Here are a few details:
The 10-year JGB yield climbed 2 basis points (bps) to 2.790%, nearing an intraday peak of 2.81% reached on Friday that was the highest since October 1996.
Yields move inversely to bond prices.
JGB yields have been rising over the past month, especially at the long end, driven by inflation risks tied to energy shocks, a sharply weaker yen, and worries about increased spending by the government.
Auction demand has been uneven, and investors are looking ahead to 30-year and 5-year debt sales this week.
“Concerns over fiscal expansion and wariness regarding monetary policy management remain deeply rooted in the market,” Takayuki Miyajima, senior economist at Sony Financial Group, said in a note.
“Conditions are persisting that make it difficult for long- and ultra-long-term interest rates to decline.”
The Bank of Japan’s recent hawkish shift, including its June rate hike to 1%, has kept upward pressure on JGB yields, with markets pricing in further tightening later this year.
Global bond markets provided mixed signals.
Prior to the US holiday on Friday, Treasury yields eased after weaker-than-expected jobs data tempered expectations of a near-term Federal Reserve rate hike.
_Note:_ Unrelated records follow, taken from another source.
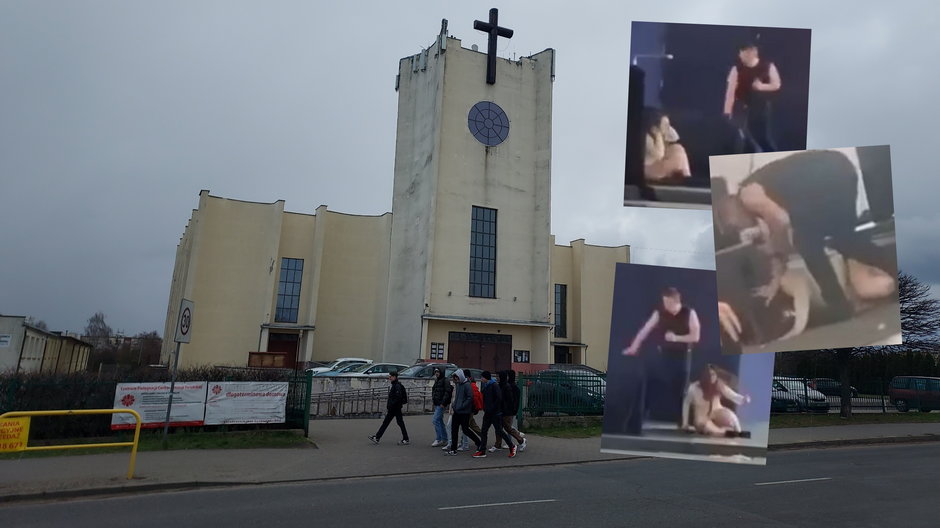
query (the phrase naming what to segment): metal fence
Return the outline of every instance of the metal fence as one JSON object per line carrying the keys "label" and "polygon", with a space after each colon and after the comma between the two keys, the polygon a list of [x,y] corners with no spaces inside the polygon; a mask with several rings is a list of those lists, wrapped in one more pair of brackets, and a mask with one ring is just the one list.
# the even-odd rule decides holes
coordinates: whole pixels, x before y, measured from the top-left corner
{"label": "metal fence", "polygon": [[[772,413],[838,413],[842,385],[828,378],[774,377]],[[885,380],[874,379],[850,386],[853,412],[896,412]]]}
{"label": "metal fence", "polygon": [[553,369],[520,375],[517,382],[520,418],[604,414],[607,380],[593,372]]}
{"label": "metal fence", "polygon": [[[431,387],[408,387],[405,414],[432,412]],[[314,418],[373,418],[382,415],[388,403],[388,387],[320,392],[311,395],[310,416]]]}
German Bund yields rose amid position adjustments tied to geopolitical developments.
The yield on the 30-year JGB advanced 2 bps to 4.045%, poised for its highest close since May 20.
The yield on the 40-year JGB, Japan’s longest tenor, was unchanged, while the 20-year JGB held steady.
At the short end, the two-year yield, the one most sensitive to BOJ policy rates, was unchanged at 1.385%, while the five-year JGB yield added 1 bp to 1.930%.